I am currently the graphic designer for Roundabout Theatre Company the largest non-profit theatre company based in New York City. We produces classics and new plays on and off Broadway. I am also the art director/designer for my own company, Rotic Design, which creates graphics for the music industry. I was recently accepted into the National Recording Academy of Arts and Sciences (The Grammys!) for my work in album cover design and discussion.
My thesis project, Coverculture, an exhibition design exploring album covers as a reflection of our history and culture. Since graduating from SVA, I was in discussions to have the exhibition produced by the Experience Music Project in Seattle. I’ve also turned the idea into a blog now called Rotic Talk (rotictalk.tumblr.com) which reviews album covers and furthers the discussion on album covers and their impact and reflection on our culture.
One of the things I miss about design in NYC are the wheat-pasted posters you would see all around on construction sites, walls and other surfaces. I miss the energy they had and the bluntness of their design. It’s my goal to bring them back and to keep album art and packaging alive in the new era of digital music. My long term goal (well hopefully not too long!) is to win the Grammy Award for Best Record Packaging.
SVA MFA Design has had an unprecedented impact on my career. SVA taught me to dream big first, observe the world around me, and then you figure out how to make it happen. That knowledge has lead me to work on some pretty big design projects and experiences, from Broadway to working with Magic Johnson himself on his legacy logo.

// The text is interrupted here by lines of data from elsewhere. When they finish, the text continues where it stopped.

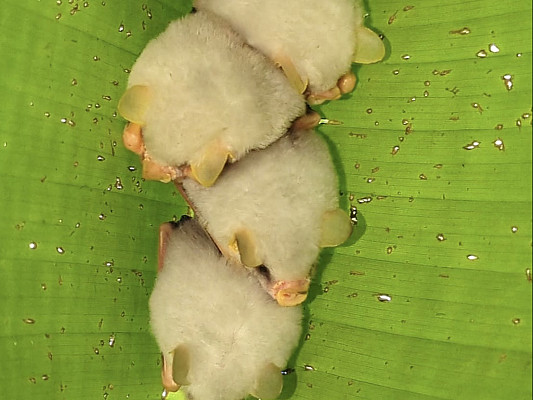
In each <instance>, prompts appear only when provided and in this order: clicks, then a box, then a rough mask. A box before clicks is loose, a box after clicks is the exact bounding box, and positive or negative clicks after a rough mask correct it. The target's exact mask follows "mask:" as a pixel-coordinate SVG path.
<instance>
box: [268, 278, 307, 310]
mask: <svg viewBox="0 0 533 400" xmlns="http://www.w3.org/2000/svg"><path fill="white" fill-rule="evenodd" d="M308 292H309V279H302V280H299V281H289V282H286V281H278V282H276V283H275V284H274V286H273V287H272V294H273V295H274V298H275V299H276V301H277V302H278V304H279V305H280V306H283V307H293V306H297V305H298V304H301V303H303V302H304V301H305V299H306V298H307V293H308Z"/></svg>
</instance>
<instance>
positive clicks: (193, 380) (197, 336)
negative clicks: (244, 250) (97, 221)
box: [150, 219, 302, 400]
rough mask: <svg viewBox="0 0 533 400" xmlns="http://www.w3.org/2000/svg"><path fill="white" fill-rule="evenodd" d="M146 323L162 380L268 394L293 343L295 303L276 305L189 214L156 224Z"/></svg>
mask: <svg viewBox="0 0 533 400" xmlns="http://www.w3.org/2000/svg"><path fill="white" fill-rule="evenodd" d="M150 318H151V319H150V323H151V327H152V331H153V333H154V335H155V338H156V340H157V343H158V344H159V347H160V349H161V352H162V354H163V366H162V380H163V385H164V386H165V388H166V389H167V390H169V391H176V390H178V389H179V388H180V386H183V387H184V389H183V390H185V392H186V394H187V396H188V398H189V399H191V400H240V399H242V398H244V397H245V396H246V395H248V394H249V393H250V394H252V395H254V396H256V397H258V398H261V399H274V398H276V397H277V396H278V395H279V394H280V392H281V389H282V385H283V381H282V375H281V370H282V369H283V368H284V367H285V366H286V363H287V360H288V358H289V357H290V355H291V353H292V351H293V350H294V348H295V347H296V345H297V343H298V339H299V337H300V333H301V318H302V310H301V307H290V308H287V307H280V306H279V305H278V304H277V303H276V302H275V301H274V300H273V299H272V298H271V297H270V296H268V294H266V293H265V292H264V290H263V289H262V288H261V286H260V285H259V283H258V282H257V279H255V278H254V277H252V276H250V273H249V272H248V271H247V270H246V269H244V268H242V266H240V265H235V264H232V263H231V262H229V261H227V260H226V259H225V258H224V257H223V256H222V255H221V254H220V253H219V251H218V249H217V248H216V246H215V245H214V244H213V243H212V241H211V240H210V238H209V237H208V236H207V234H206V233H205V232H204V231H203V229H202V228H201V226H200V225H199V224H198V223H197V222H196V221H195V220H193V219H186V220H183V219H182V221H180V222H179V223H178V224H177V226H174V225H173V224H170V223H169V224H163V225H162V226H161V228H160V258H159V272H158V277H157V281H156V283H155V286H154V289H153V292H152V295H151V297H150Z"/></svg>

I remember being at SVA and being thrown into this whirlwind of learning every aspect of design at such a rapid pace. It was so exhilarating to learn everything about your craft even when I knew nothing. The “do it all” approach is so important in today’s design world and I utilize it to this day. If you can be the thinker, the designer, the project manager, the promoter, the seller and the business manager all in one, you put yourself in an incredible position to create and your design has the possibility to go so far. Nowadays, you need to wear so many hats, which can be challenging, but you come out on the other side with sharper skills and growth. Through the SVA MFA Design program, not only did I learn to be a better designer, but I ultimately learned how to be a better thinker. I learned how to approach a challenge from so many more possibilities, just from being exposed to what design had to offer the world and “doing it all”!
My advice to any incoming students is to constantly open yourselves up to new experiences. Be a sponge and learn everything you can in your two years at SVA MFA Design (it will FLY BY!). Talk to your teachers and get to know them. The more you jump into the program, the more you are going to develop a design aesthetic that you never knew you had. An ultimately, observe and challenge the world. Observe its design and needs. Observe culture and what people respond (and don’t respond) to. Challenge it all!
And remember, as well as your actual teachers, your fellow classmates will be your best teachers. Everyone one of my classmates approached design from a different perspective, based on culture, life experiences, interests, etc. I was inspired by them every day and still am.